Daisy laughed. “I see why. And the others? What are those green crystals?”
“Polished up nicely, hasn’t it? That’s torbernite, a phosphate of copper and uranium.
These blue crystals are azurite, a copper ore.
Both copper and uranium are mined in Cornwall.
It’s an area rich in useful minerals, zinc, lead, arsenic, wolfram, and tin, of course, which the Phoenicians came to trade for.
This is its ore, cassiterite. Then there are the building stones, granite, sandstone, and slate; and mica; and the pigments ochre and umber.
Useful stuff,” he repeated insistently, “not like those ancient, crumbling bones downstairs which absorb so much money and effort.”
Fearing a tirade, Daisy hastily finished scribbling shorthand hieroglyphics and said, “I’d better be getting along. I left two children in the gallery. Thank you for all your help.”
“Children? Maybe they would like a piece of pyrites each. Here—no, I’ll come along.”
They found Belinda and Derek entranced by the display of opals.
Pettigrew actually unlocked the case and allowed each of them to hold one of the iridescent stones while he lectured them on the subject.
Though he was rather condescending, it was kind of him, Daisy thought.
She decided Ol’ Stony was not so stony-hearted as he was painted, in spite of his rudeness to Smith Woodward—unless the story of his brutality to the one-legged commissionaire was true.

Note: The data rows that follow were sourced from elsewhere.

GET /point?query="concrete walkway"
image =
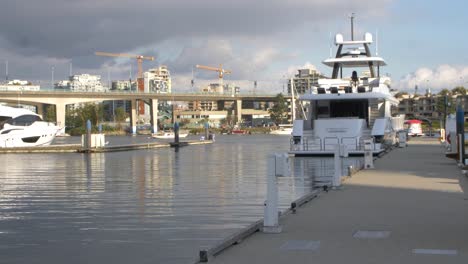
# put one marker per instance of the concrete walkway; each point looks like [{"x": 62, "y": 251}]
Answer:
[{"x": 410, "y": 209}]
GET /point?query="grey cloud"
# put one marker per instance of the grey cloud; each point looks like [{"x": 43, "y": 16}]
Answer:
[{"x": 75, "y": 29}]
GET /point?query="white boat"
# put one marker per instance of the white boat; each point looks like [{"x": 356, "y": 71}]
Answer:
[
  {"x": 414, "y": 127},
  {"x": 348, "y": 111},
  {"x": 169, "y": 135},
  {"x": 283, "y": 129},
  {"x": 20, "y": 127}
]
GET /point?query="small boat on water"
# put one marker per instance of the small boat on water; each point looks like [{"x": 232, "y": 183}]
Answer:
[
  {"x": 414, "y": 127},
  {"x": 169, "y": 135},
  {"x": 352, "y": 110},
  {"x": 238, "y": 132},
  {"x": 21, "y": 127}
]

She looked around. Between the rectangular pillars embossed, oddly enough, with sea creatures, she caught glimpses of a commissionaire’s uniform.
The youngish man patrolling the aisles appeared to have a full complement of limbs.

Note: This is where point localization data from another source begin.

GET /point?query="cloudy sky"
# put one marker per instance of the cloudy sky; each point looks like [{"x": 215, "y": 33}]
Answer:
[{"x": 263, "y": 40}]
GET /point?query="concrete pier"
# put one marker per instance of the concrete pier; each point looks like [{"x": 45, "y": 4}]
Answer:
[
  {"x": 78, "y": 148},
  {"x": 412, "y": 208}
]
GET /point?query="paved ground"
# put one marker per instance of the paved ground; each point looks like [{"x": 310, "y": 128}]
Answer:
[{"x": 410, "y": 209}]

Of course, she couldn’t tell whether he was deaf, and even if he was, it would not prove Sergeant Hamm’s tale.
Pettigrew locked away the opals and gave the children the two small chunks of fool’s gold. He was starting to explain them, when the sound of the commissionaire’s footsteps nearby made him look round.
He frowned irritably. Then he looked beyond the approaching commissionaire and broke into a furious scowl. Abruptly deserting Daisy and the children, he stormed off towards a figure bending over one of the cases.
“There’s that damn fellow again. Hi, you!” he shouted. “What have you come back for?”
All over the gallery heads turned—except the undoubtedly deaf commissionaire’s. The object of Pettigrew’s ire straightened and swung round. Daisy saw that he was a slim young man, whose longish fair hair, parted in the middle and
carefully slicked down on top, matched a sweeping cavalry moustache.